Abalone Sustainability and Profitability — Sex Classification and Weights Prediction from Physical Measurements via on R

Application of Multivariate Analysis and Classification on R. Forecasting profitability and enhancing sustainability through the weights and gender prediction by inspecting its physical size.

Hshan.T
The Startup
12 min readFeb 27, 2021

--

Abalone diver, Tasmania. Photo: Stuart Gibson

Intro

Abalone is a type of marine snail with high nutrition values and economic values, almost whole abalone, including viscera and shell can be processed and serving as sources of income for fishing industry. High market demand for abalones has led to overexploitation, raising public’s concerns on environmental issues. Governments enforce strict law and regulations on abalones harvesting to ensure sustainability of abalones. Analyzing data to find relationship between multiples variables in data collected to aid innovation ideas in designing equipment as solution to both the profitability and sustainability through instant result provided underwater.

Exploratory Analysis

Dataset adopted here is modified data from research on population biology of abalones (1994), retrieving from UCI Machine Learning Respiratory. There are 4177 records, 9 variables and no missing value. Information on variables is as follow:

Table 1: Variables information.

R code:

In the dataset, abalones are classified into three categories, F-female, M-male and I-Infant, such that “I” is prohibiting to be harvested to ensure sustainability of abalones population, while “F” and “M” bring has different economic values depending on the market trend. Descriptive statistics summary for numerical variables is presented below in Table 2 to give us the rough idea how the data look like.

R code:

Table 2: Statistics Summary for Numerical Variables.

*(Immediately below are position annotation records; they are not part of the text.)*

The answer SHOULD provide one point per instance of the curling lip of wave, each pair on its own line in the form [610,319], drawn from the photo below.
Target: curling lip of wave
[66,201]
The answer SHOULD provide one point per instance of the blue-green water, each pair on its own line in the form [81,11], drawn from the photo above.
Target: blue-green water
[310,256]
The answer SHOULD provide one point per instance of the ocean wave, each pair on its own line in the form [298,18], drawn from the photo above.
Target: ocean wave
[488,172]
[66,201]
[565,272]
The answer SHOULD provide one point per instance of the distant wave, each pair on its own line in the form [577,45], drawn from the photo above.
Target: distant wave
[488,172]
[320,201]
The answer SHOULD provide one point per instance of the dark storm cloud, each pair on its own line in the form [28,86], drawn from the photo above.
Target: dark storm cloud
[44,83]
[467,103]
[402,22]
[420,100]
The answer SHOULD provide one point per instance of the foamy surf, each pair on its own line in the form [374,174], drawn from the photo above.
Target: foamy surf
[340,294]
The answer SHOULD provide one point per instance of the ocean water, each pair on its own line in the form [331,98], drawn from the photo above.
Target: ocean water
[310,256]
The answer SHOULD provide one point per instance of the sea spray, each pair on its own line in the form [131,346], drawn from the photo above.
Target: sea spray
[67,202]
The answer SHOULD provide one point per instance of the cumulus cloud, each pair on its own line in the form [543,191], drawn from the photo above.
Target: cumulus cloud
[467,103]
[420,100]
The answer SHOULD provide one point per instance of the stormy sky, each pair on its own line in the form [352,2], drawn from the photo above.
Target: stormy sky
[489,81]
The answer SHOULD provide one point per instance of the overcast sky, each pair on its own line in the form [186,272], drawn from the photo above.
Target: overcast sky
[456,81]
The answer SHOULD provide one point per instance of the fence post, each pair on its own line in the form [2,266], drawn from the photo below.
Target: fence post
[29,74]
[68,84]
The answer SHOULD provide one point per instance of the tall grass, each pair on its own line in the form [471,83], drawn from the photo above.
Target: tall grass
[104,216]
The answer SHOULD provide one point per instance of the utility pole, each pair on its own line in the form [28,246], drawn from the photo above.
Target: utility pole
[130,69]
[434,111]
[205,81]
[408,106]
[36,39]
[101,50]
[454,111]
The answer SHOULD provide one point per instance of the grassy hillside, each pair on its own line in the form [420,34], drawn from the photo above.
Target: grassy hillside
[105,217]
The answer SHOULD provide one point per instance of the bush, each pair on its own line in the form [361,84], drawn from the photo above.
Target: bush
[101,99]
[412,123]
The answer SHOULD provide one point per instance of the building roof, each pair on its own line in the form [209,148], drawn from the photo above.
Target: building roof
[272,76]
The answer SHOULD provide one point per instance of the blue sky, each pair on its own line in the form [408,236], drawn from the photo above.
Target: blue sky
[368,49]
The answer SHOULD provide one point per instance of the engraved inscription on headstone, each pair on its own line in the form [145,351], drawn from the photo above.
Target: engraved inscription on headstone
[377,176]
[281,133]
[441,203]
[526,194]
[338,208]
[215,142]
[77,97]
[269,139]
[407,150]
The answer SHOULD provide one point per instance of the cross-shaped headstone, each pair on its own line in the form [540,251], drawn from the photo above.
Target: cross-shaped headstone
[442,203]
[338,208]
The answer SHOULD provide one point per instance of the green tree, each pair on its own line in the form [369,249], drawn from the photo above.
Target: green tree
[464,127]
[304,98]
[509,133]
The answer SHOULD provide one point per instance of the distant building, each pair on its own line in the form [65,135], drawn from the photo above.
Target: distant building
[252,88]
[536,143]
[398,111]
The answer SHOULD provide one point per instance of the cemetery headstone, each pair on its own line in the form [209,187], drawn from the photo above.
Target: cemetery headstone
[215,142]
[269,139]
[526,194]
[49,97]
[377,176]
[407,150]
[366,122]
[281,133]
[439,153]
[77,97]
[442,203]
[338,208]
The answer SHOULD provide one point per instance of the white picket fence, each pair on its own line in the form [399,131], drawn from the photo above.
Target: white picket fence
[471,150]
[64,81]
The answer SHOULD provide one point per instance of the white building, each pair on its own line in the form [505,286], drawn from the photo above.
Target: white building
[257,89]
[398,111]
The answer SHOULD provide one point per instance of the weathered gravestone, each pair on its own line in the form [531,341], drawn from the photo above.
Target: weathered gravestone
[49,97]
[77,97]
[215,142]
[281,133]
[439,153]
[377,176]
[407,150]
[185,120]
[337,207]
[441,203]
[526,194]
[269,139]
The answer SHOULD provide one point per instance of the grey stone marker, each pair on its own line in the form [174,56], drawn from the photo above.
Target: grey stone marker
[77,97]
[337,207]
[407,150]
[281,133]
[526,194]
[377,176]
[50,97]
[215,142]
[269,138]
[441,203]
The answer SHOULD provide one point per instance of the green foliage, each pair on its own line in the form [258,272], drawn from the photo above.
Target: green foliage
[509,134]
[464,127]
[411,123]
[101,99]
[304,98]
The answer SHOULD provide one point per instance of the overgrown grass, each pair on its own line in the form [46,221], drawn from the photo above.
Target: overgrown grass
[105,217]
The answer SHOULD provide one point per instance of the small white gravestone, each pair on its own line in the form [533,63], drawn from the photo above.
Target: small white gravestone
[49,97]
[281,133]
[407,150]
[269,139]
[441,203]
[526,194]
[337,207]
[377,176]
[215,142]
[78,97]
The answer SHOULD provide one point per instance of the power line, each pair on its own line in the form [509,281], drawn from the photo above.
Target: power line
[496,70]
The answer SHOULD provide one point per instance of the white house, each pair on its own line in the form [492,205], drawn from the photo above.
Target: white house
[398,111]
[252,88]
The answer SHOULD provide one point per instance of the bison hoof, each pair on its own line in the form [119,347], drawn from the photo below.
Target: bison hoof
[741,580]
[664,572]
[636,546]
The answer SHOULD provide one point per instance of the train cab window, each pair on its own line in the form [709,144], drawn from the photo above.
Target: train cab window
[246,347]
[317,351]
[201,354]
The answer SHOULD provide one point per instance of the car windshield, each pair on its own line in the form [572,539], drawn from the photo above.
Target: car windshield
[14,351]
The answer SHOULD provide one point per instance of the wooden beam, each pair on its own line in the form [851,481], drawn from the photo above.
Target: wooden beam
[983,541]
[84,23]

“Height” of 0.0 is doubtful on reporting correctness. The ranges are varying a lot across data frame, minimum of 28.0 for “Rings” and maximum of 226.0 for “Whole weight”. The wide ranges are worth for attention as it may introduce bias to distance-based analysis result and modeling process. These two variables have the minimum and maximum standard deviation as well, implying spreading width of datapoints around their respective mean value. Difference between median and mean for all variables are within 6. It is noticeable that median is smaller than mean for “Length”, “Diameter” and “Height”. While for the rest, their mean is larger than median. This induces possibility of right skewness for the former and left skewness for the latter.

Figure 1: Pairplots of All Variables for Different Sex Groups.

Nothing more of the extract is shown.